Advisory Council Member
Suzanne Case

Suzanne Case is a passionate conservationist based in Hawaiʻi with extensive personal and professional experience in the American West and the Pacific. In September of 2023, she was appointed the inaugural director of the Office of Land and Ocean Conservation Futures at the University of Hawai'i. In this role, Case is responsible for improving nature conservation and sustainability efforts both at the university and across the state. 


Case was born in Hilo, Hawaiʻi Island, and raised in Hilo and Honolulu, with family roots going back four generations in Hawaiʻi. She also lived in the San Francisco Bay Area for twenty years.  A 28-year veteran of The Nature Conservancy, she served fourteen years as in-house legal counsel for the Western Region and the Hawaiʻi and Pacific Region, and fourteen years as Hawaiʻi State Director. Some of her favorite conservation project great places include the Sacramento River in California; Pyramid Lake, Ruby Valley Ranches and Red Rock Canyon in Nevada; the Sawtooth Mountains and Silver Creek in Idaho; the Strawberry River and Moab in Utah; the Gunnison Basin and the Arikaree River in Colorado; Kīpahulu, Kona Forests, Hawaiʻi Volcanoes National Park, Kīholo Bay, and watershed partnerships and marine conservation in Hawaiʻi; Komodo in Indonesia; Walindi Bay in Papua New Guinea; Pohnpei in Federated States of Micronesia; and Palmyra Atoll. 

Case was appointed In 2015 by Governor David Ige as the Director of the State of Hawaiʻi Department of Land and Natural Resources, and re-appointed in 2019 for a second four-year term through 2022. The DLNR has a staff of 1,000 and a $160 million budget, and is responsible for the protection and sustainable use of Hawaiʻi’s forests, streams, reefs and ocean waters, state parks, small boat harbors, conservation and coastal district regulation, historic preservation, public lands management and disposition, land title records, and natural and cultural resource law enforcement. Case chairs the Board of Land and Natural Resources and the Commission on Water Resource Management, co-chairs the State Climate Change Mitigation and Adaptation Commission and the Hawaiʻi Invasive Species Council, and serves on the Board of Agriculture and the Kahoʻolawe Island Reserve Commission. 

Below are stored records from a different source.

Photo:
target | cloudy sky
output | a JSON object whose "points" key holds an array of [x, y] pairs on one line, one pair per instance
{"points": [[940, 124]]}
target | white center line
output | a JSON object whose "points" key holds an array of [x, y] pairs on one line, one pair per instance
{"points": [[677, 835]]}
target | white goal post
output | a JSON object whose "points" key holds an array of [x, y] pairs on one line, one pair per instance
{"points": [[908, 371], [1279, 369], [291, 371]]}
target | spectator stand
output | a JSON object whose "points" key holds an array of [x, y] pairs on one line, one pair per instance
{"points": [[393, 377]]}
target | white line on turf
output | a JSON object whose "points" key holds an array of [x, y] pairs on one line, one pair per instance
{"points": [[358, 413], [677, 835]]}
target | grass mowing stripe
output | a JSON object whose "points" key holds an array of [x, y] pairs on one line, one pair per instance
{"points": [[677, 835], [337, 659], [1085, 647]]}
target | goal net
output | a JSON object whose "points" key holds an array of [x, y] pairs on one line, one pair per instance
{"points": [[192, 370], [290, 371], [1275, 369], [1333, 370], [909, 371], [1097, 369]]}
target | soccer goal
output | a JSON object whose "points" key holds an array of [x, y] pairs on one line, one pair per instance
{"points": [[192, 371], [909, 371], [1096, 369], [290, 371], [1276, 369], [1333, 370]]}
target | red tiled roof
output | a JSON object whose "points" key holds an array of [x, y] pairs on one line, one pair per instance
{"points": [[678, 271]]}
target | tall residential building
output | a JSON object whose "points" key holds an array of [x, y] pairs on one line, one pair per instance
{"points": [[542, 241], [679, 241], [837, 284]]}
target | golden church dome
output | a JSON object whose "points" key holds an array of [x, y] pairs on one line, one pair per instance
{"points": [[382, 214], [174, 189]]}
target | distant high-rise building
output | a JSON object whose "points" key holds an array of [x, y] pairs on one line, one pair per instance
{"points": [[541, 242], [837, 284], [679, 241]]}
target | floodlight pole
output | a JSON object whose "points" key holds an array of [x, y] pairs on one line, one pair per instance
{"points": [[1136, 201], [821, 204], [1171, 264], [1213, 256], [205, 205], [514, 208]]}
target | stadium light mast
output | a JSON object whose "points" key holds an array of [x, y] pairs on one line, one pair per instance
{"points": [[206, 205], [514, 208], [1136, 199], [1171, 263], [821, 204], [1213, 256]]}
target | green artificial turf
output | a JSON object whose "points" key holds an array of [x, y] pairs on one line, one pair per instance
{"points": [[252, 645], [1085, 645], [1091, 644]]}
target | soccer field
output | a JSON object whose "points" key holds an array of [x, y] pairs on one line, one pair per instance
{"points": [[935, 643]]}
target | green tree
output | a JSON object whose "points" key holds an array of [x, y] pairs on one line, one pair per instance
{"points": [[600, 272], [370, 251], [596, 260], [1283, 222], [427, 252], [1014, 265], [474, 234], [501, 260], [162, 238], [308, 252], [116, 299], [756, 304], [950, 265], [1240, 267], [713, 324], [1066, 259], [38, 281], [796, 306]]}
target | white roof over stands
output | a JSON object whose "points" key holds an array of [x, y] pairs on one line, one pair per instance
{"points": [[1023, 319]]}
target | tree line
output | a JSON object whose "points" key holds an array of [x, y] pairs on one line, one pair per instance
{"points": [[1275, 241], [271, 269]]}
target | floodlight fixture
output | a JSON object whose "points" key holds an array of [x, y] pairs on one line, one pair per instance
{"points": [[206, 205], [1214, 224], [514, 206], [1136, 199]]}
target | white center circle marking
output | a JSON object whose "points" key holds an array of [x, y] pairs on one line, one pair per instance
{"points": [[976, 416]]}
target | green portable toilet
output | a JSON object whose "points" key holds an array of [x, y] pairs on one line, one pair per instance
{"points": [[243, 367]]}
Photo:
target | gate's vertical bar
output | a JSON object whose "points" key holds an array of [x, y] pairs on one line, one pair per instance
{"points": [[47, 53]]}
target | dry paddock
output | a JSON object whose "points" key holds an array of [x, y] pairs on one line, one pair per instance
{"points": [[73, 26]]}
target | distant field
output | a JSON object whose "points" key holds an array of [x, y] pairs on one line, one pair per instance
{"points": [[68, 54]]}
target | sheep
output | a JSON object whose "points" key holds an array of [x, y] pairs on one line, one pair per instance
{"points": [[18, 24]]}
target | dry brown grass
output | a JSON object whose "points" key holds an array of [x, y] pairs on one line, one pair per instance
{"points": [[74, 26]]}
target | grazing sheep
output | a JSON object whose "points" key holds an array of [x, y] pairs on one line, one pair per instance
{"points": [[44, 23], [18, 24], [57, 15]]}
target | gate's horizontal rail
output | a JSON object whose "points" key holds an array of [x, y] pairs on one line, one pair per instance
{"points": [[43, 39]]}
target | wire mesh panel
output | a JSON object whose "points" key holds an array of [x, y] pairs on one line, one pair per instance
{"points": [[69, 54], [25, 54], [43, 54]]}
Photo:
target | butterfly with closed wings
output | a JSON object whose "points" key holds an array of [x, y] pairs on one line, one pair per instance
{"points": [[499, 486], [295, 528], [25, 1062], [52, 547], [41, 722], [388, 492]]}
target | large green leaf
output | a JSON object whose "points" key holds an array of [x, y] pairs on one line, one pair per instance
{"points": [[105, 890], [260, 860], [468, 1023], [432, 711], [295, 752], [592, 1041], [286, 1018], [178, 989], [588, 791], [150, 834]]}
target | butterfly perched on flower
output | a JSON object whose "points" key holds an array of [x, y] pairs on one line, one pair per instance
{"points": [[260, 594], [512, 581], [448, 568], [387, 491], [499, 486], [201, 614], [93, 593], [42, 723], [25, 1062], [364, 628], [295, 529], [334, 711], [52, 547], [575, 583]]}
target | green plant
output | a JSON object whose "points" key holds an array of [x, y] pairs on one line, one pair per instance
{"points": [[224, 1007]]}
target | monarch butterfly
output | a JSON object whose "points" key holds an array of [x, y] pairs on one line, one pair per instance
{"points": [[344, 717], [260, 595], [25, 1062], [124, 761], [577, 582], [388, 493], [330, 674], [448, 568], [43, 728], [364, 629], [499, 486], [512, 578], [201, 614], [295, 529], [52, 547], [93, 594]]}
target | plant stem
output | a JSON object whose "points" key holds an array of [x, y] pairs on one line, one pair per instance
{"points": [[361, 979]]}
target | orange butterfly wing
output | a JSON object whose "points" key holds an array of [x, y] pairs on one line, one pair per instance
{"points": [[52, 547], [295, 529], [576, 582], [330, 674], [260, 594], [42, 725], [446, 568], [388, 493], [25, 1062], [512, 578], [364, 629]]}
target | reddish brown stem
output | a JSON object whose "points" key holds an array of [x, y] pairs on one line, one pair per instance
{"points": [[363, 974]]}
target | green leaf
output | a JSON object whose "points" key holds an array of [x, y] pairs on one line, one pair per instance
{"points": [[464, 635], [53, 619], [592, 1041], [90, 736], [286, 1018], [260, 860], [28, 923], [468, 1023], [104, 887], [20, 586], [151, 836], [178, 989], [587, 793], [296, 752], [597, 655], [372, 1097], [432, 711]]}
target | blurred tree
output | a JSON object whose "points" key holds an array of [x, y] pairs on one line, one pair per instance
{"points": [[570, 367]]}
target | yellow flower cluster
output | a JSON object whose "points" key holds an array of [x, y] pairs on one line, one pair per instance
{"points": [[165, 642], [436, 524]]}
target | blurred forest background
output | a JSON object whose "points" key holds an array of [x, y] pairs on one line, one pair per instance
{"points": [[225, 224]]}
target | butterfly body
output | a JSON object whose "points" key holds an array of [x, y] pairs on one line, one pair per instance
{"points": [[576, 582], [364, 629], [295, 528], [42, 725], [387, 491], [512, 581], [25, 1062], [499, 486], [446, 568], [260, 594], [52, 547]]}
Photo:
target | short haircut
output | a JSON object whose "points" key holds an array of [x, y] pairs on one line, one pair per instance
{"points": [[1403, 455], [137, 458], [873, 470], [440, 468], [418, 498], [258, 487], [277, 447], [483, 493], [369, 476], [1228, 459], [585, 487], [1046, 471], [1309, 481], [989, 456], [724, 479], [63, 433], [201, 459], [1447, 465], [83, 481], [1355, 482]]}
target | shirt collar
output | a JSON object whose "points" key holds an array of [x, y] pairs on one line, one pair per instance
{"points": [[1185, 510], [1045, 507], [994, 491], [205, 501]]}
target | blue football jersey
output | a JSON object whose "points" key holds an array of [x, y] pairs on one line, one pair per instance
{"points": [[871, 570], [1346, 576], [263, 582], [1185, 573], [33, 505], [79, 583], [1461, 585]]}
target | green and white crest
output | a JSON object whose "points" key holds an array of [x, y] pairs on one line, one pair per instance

Case attended Williams College and then Stanford University, graduating with honors in History. Her honors thesis covered the work and writings of Eliza Farnham, who lived and traveled in upstate New York, Illinois, and California in the 1820s to 1860s, in the context of nineteenth century American social history and women’s history. Case also authored Join Me In Paradise: The History of Guenoc Valley, in Lake County, California, owned by English celebrity Lillie Langtry and operated as a horse farm, ranch and winery from 1888 to 1906. Case has a J.D. from the University of California, Hastings College of the Law, and practiced real estate transactions law for four years at Pettit and Martin in San Francisco before joining The Nature Conservancy. 
 

Suzanne and her family live in the mauka forests of Honolulu, where she hikes daily and enjoys history and genealogy, Hawaiian studies, and puttering, and looks forward to annual backpacking adventures in parts far and wide.